Putting green aeration is never popular. Understandably, golf course superintendents and USGA agronomists field many questions about aeration each year. Here are helpful answers to some of the most common questions about this necessary practice.

Why do greens have to be aerated in the first place?

Aeration provides a host of benefits for our hard-working putting surfaces. It helps to relieve the compaction that comes with intense golfer and maintenance traffic. Aeration also improves air and water movement through the soil, which yields healthier grass and more consistent playing conditions. Breaking up the layer of organic material that accumulates just below the putting surface – commonly referred to as thatch – is another important benefit. The end result is firmer, smoother and healthier greens.


Removing small cores of soil reduces the amount of thatch in greens and improves drainage.

Why do we always aerate when the greens are perfect?

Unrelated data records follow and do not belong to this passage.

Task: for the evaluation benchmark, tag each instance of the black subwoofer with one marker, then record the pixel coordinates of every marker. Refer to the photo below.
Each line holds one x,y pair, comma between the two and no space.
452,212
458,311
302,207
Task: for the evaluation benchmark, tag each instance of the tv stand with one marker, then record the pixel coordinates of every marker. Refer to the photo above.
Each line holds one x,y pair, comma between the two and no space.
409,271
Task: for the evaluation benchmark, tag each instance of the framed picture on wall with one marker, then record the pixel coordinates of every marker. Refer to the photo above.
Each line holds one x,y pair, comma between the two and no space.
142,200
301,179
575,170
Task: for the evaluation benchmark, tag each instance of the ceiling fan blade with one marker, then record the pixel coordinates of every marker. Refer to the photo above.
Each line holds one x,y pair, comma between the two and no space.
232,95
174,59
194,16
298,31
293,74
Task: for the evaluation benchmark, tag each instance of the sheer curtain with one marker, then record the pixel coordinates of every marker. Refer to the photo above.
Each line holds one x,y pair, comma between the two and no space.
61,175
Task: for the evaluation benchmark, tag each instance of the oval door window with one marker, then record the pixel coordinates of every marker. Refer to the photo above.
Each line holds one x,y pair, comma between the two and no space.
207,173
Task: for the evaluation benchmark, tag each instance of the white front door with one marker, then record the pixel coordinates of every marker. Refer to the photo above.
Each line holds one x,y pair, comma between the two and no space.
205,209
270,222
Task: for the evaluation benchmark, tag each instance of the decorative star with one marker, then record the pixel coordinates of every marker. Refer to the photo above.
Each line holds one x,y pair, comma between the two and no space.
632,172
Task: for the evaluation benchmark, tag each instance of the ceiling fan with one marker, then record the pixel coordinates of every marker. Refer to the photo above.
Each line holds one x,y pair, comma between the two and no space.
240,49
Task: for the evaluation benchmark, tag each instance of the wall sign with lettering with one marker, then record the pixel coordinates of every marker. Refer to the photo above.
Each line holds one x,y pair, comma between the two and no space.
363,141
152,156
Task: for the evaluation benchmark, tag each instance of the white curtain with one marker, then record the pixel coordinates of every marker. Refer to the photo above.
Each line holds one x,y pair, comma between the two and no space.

It can be frustrating to see thousands of holes punched into perfectly good greens, but there are good reasons why aeration usually occurs when greens are at their best. Aeration is stressful for putting green turf. The more favorable the growing conditions are, the quicker the greens will recover. While aerating very late or very early in the year might seem less disruptive to the golf schedule, the longer recovery time and risk of added turf damage can actually lead to more disruption. Aeration timing may also depend on seasonal changes in staffing. Performing aeration when the staff is at full strength helps expedite the process and subsequent recovery, which means normal playing conditions return sooner.

USGA Video: “Fore the Golfer: Golf Course Aeration – The W(hole) Story”

How long is it going to take before the greens are back to normal?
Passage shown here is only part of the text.